Experts Warn Financial System Risks Still High

Opening the November 5-6 research conference, IMF Managing Director Dominique Strauss-Kahn remarked on the positive effects of the timely and effective policy interventions at the global level that have helped stave off an even worse outcome to the recent global crisis.

Strauss-Kahn noted that macro-financial linkages are at the heart of the two-way interactions between the real economy and the financial system. "One of the most important lessons we painfully learned is that we need to have a much better understanding of macro-financial linkages," he said. "At the IMF, we will utilize the results of recent research on macro-financial linkages in order to help our membership devise policies that promote global financial stability and economic growth."

The Economic Forum, chaired by IMF Chief Economist Olivier Blanchard, wrapped up the 10th Jacques Polak Annual Research Conference in Washington, D.C. Since it was first launched, the research conference has become one of the major international forums for researchers and policymakers to exchange their views about issues related to the global economy.

Graceful exit

Around the world, discussions are under way on how to best move toward unwinding public sector support. Of all the measures of public support implemented thus far-fiscal and monetary policy, interventions to specific institutions, and government support programs-perhaps the one most delicate to unwind will be monetary policy.

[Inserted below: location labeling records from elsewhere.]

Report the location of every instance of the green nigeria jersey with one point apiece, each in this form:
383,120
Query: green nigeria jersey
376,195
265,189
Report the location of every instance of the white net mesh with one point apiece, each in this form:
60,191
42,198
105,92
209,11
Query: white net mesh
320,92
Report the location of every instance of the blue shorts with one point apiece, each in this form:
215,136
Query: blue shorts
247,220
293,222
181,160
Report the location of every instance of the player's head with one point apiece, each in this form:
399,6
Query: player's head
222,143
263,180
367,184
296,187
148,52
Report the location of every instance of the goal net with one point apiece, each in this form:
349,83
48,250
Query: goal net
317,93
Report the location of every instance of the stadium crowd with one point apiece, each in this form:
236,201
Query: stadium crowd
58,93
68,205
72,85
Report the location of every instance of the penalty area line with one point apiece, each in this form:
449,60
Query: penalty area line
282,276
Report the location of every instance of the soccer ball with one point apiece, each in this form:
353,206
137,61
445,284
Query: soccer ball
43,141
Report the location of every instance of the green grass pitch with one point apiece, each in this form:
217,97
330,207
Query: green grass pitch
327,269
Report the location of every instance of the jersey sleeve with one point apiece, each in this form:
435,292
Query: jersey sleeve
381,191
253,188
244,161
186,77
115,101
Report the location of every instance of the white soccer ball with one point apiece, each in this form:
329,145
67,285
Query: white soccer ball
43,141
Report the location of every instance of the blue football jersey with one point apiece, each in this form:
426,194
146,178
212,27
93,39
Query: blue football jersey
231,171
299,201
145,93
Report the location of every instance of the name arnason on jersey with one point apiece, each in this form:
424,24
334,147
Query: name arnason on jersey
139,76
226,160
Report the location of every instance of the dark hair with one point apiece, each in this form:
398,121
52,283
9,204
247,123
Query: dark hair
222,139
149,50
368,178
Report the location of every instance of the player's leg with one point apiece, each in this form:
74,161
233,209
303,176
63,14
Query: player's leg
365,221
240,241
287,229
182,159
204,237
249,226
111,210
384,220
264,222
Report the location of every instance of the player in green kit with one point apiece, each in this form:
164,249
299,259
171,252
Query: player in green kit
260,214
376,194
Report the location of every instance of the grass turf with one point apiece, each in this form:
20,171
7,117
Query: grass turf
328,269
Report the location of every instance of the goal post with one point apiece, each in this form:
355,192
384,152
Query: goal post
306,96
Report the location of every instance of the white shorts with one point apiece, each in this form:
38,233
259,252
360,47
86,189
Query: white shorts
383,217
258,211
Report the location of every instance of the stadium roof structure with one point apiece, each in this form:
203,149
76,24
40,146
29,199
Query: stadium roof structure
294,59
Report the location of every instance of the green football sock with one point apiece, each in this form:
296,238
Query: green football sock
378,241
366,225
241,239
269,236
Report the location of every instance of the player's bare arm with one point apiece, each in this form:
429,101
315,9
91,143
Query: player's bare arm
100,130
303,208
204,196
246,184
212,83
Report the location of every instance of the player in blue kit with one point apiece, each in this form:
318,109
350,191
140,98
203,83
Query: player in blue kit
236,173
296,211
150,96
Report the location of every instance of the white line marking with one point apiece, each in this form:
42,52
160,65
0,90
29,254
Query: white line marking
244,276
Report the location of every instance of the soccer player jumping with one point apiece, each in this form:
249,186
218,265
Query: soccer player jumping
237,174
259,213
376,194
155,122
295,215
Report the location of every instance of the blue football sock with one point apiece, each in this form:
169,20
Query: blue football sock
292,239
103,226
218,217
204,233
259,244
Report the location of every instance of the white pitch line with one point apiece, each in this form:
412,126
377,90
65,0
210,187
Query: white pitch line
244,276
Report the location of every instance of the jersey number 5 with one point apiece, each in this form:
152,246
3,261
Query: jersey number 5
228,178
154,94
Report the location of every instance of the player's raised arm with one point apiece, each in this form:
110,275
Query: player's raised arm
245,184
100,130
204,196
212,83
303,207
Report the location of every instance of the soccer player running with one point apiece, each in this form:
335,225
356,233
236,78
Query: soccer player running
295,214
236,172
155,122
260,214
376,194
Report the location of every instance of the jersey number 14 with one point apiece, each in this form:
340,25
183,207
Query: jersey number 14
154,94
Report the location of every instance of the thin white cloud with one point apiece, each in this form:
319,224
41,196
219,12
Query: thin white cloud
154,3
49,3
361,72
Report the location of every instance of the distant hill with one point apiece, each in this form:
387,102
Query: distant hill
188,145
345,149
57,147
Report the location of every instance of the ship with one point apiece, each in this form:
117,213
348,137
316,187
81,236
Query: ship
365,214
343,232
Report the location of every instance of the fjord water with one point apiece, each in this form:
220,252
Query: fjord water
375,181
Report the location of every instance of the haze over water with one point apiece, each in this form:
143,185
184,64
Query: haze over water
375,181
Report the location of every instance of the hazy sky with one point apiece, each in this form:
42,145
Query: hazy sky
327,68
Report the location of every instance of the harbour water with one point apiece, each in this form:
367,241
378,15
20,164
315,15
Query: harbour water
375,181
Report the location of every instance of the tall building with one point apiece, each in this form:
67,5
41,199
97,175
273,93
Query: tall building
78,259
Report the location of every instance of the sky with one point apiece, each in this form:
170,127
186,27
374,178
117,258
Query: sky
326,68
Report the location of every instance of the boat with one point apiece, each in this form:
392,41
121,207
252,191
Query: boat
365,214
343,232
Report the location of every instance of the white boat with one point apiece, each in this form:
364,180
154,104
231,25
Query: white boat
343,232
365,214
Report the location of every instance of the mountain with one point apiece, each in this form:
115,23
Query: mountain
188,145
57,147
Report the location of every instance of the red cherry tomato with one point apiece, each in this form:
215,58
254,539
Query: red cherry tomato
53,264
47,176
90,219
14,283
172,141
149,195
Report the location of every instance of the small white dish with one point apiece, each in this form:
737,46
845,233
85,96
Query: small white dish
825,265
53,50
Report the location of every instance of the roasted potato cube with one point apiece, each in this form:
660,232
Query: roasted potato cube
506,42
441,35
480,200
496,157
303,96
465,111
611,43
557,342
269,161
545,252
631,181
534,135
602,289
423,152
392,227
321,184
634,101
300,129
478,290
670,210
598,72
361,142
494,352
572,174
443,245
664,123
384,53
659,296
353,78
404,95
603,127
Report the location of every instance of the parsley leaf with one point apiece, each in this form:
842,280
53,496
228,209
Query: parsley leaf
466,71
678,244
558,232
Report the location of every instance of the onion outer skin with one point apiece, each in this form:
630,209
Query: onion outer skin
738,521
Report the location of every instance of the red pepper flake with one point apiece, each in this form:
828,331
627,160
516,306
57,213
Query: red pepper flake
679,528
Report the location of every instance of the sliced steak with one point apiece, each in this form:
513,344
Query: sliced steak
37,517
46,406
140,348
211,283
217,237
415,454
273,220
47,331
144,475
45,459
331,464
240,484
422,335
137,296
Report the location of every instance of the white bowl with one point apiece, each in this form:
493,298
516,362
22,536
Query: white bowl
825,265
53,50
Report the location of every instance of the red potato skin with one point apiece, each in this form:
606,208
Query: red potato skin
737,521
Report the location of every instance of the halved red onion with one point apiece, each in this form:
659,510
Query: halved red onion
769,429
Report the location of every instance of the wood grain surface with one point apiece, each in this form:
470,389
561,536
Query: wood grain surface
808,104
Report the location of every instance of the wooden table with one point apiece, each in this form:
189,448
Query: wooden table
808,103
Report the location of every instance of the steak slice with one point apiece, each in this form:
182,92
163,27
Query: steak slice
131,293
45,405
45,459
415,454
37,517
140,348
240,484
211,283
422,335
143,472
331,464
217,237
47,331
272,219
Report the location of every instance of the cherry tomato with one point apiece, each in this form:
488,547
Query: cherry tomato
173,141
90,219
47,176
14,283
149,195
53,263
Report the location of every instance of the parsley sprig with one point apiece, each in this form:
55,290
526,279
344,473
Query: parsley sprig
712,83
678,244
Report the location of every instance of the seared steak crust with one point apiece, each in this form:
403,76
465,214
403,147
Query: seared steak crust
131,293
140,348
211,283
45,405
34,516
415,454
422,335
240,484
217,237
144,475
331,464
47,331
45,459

Former Federal Reserve governor, Laurence Meyer, explained that exit for the United States will mean raising the federal funds rate; withdrawing the reserves that were put in by the various programs; and shrinking the balance sheet by selling previously purchased assets-such as, mortgage-backed securities-or letting short-term assets "run off" as the various facilities or programs are scaled back or shut down.

Meyer predicts the federal funds rate will not be increased until the middle of 2011, saying the Federal Reserve would, however, tighten earlier if another asset bubble developed. Despite having just emerged from a collapse in the housing market, Meyer believes, "we are already on bubble alert." He points to market concerns of an emerging bubble in the corporate bond and other markets, noting credit spreads have disappeared, equity prices are increasing, and housing market prices are slowly rising.